To be clear, a tall caster can fish a short head if they adjust their stroke. I’m an average bear; 5’11 tall. Personally, I switch between heads both in lengths and density based on the fishing conditions. That being said, if I had to choose one rod and Skagit combo for a wide range of steelhead fishing conditions it would be a 13’3 #7 weight Winston BIII TH rigged with an Airflo Skagit Switch head. I would also carry a Skagit Intermediate for those times when I need more depth and control.
At the end of the day you should find a head(s) that works well for your stroke and the fishing conditions you face. When trying to find the best line, consider hiring a reputable casting instructor, visiting a retailer that specializes in Spey (many have demo lines available) or attending one of the many Spey claves around the country.
Comments
Derry Buckley replied on Permalink
Still got an issue I don't understand here. Rod redington prospector 7 wt 11.3 475 + -50 .
So low wt 425 + 25 = 450. Now add 10 ft of T10 total = 550 , this is over the max for this rod . To add to my issue I bought a 480 airflo skagit short
So I'm now at 580 correct?.
Jay replied on Permalink
That rod is designed to throw a head weight of 475 +/- 50gr, I would suggest 475gr Skagit Short. This weight will give you the mass to turnover tips and weighted flies, but will all so allow ample tip recovery for line speed. If you want more turnover go to a 500 or 525gr Short, but this will take rod recovery away and you'll lose lines speed. Sink tips are part of the anchor when casting, where floating tips add to the load.
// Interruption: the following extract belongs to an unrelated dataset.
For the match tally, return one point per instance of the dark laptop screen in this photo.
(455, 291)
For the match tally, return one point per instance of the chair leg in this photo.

JensJ replied on Permalink
In Skagit, or for that matter any water anchored spey casts, the rod load comes from the part of the line that makes up your D-loop, of which the tip isn't a part. Or to explain it in another way; the tip stays in the water and while it is part of anchoring the line it is the part over the surface, that is the shooting head that loads the rod. Thus, you never include the tip weight when determining the weight of shooting head you need: if the rod need 475 gr the actual shooting head needs to weight 475 gr, regardless of wether the tip weigh in at50 or 500 gr. The factors that goes into selecting the tip weight is fly weight/size, the distance you need to cast and how fast you want it to sink, not rod load capability. Granted, you will have trouble getting a 400 gr tip moving very far with a #3 class rod and a 150 gr micro head, but it will not affect how the rod loads.